This is very preliminary change which adds support for (`clang-cl`) `/MP` (Build with multiple processes). Doc for `/MP` is [[ https://msdn.microsoft.com/en-us/library/bb385193.aspx | here ]].
Support for `-j` to the `clang` driver could also be added along the way.
I would simply like a general advice on this change. **I don't plan to commit this as it is**. If the general idea seems good, I'll cut it down in several smaller pieces.
The change about having explicit return codes (`Program.h / enum ProgramReturnCode`) should probably be discussed separately, although if you have an opinion about that, please do.
== Some timings ==
Full rebuild of LLVM + Clang + LLD (at r341847), Release, optimized tablegen.

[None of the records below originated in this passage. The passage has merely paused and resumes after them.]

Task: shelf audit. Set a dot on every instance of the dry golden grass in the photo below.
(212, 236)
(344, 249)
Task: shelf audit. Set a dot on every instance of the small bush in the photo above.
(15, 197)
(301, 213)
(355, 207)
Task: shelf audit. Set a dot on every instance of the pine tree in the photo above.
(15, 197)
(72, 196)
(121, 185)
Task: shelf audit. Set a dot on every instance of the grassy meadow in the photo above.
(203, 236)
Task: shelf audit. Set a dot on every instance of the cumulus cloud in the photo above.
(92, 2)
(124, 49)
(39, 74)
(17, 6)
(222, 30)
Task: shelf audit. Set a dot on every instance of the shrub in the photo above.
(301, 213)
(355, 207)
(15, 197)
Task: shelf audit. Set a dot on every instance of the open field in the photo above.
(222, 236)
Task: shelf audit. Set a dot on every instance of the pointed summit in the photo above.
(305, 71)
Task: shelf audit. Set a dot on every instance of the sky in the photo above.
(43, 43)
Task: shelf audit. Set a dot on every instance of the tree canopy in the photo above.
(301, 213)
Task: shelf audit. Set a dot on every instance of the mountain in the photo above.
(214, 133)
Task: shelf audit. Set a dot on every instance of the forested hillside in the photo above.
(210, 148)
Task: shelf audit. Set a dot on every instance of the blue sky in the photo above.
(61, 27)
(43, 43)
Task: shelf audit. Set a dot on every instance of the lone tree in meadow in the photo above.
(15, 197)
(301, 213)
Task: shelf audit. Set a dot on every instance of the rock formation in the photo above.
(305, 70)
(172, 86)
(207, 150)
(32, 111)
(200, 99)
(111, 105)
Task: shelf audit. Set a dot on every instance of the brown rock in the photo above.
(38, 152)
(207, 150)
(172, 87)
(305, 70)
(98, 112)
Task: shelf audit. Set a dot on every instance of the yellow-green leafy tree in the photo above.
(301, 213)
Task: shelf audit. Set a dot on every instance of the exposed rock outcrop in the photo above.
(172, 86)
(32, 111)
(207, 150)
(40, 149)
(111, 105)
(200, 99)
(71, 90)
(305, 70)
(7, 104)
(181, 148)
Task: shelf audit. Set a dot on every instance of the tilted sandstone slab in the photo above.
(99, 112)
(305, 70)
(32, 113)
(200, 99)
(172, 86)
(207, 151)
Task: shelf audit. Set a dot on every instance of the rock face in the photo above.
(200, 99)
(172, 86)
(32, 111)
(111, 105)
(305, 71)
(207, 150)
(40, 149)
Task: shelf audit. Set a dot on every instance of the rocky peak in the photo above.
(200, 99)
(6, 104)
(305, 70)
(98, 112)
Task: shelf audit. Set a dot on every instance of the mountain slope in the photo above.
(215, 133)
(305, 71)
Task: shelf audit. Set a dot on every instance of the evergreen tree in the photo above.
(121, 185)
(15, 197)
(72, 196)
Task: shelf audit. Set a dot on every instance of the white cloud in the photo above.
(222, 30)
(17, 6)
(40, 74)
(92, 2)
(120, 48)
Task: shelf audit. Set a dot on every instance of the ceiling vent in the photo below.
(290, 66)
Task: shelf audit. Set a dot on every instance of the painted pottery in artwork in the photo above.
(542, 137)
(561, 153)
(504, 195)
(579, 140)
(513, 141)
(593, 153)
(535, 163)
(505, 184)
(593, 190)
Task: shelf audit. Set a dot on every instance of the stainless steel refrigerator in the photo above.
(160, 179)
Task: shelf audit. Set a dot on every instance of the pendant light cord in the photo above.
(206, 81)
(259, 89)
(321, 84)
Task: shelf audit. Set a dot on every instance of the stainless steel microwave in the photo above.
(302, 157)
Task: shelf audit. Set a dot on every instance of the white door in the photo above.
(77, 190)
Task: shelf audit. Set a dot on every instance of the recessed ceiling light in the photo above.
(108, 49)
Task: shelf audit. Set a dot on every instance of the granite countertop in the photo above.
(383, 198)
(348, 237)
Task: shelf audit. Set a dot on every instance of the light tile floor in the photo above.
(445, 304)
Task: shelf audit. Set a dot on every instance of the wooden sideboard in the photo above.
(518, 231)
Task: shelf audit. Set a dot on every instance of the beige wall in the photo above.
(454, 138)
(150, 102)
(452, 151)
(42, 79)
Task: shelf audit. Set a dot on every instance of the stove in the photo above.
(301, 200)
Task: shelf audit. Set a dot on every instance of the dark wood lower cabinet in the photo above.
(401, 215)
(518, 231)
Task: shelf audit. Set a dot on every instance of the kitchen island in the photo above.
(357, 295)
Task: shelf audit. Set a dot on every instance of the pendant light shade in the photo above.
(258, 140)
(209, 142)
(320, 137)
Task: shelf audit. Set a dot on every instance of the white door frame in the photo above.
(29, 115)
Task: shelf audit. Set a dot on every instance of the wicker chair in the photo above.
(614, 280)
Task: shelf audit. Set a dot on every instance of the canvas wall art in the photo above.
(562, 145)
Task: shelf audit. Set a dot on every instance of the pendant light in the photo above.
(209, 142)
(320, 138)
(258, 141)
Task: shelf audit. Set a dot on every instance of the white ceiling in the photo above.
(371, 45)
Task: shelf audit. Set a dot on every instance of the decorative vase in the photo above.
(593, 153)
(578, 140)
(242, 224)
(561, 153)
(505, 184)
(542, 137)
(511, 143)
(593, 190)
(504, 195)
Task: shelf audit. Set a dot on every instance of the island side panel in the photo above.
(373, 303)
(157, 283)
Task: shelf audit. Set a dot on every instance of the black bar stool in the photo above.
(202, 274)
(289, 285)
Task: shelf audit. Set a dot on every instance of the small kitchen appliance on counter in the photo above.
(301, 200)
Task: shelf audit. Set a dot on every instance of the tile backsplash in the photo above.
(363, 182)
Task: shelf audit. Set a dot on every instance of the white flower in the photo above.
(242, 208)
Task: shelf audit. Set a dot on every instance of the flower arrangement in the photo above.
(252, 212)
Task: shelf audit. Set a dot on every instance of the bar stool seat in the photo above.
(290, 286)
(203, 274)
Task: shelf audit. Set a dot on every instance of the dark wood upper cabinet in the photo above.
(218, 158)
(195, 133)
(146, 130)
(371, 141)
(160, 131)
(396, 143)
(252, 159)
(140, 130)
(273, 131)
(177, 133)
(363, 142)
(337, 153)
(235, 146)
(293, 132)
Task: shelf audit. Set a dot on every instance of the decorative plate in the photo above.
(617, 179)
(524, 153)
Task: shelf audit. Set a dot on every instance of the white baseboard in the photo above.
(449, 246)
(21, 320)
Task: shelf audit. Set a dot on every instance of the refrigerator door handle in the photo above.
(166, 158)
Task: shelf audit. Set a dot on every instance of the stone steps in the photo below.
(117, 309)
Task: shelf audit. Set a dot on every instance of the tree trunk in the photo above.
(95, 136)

VS2017 15.8.3, Ninja 1.8.2, CMake 3.12.2
**Config 1 : **Intel Xeon Haswell 6 cores / 12 HW threads, 3.5 GHz, 15M cache, 128 GB RAM, SSD 550 MB/s
| MSBuild, MSVC | **(56min 43 sec)** | 2 parallel msbuild
| MSBuild, Clang + LLD | **(2hour 40min)** | 2 parallel msbuild
| MSBuild, Clang **/MP** + LLD | **(51min 8sec)** | 2 parallel msbuild
| Ninja, MSVC | **(37min)** |
| Ninja, Clang [1] | **(31min 52sec)** |
**Config 2 : **(Intel Xeon Skylake 18 cores / 36 HW threads, x2 (Dual CPU), 72 HW threads total, 2.3 GHz, 24.75M cache, 128 GB RAM, NVMe 4.6 GB/s)
| MSBuild, MSVC | **(12min 8sec)** | 32 parallel msbuild
| MSBuild, Clang + LLD | **(29min 12sec)** | 32 parallel msbuild
| MSBuild, Clang **/MP** + LLD | **(9min 22sec)** | 32 parallel msbuild
| Ninja, MSVC | **(7min 35sec)**
| Ninja, Clang [1] | **(11min)**
[1] Clang compiled with Clang.
Some remarks:
- Ninja is better in regards to discovering cmake "features" (`Looking for ... - found`); whereas the Visual Studio generator goes though a MSBuild instance for each "feature" which makes it very slow.
- Ninja seems to have a better job allocation that MSBuild, which compiles monolithically each vcproj one by one.
- Ninja + Clang on the Skylake is significantly worse than Ninja + MSVC, probably because of the poor Windows 10 thread scheduler which is known to under-perform on high cores count, [[ https://www.phoronix.com/scan.php?page=article&item=2990wx-linux-windows&num=4 | see here ]]. The reason is that for each file compiled, clang-cl.exe invokes an additional -cc1 child process.
- Each new clang-cl.exe child process creation costs between 60-100ms (that is the time spent between the parent's `CreateProcess()` and the first file accessed by the child .exe). In contrast MSBuild + Clang /MP uses only one parent .exe per vcproject.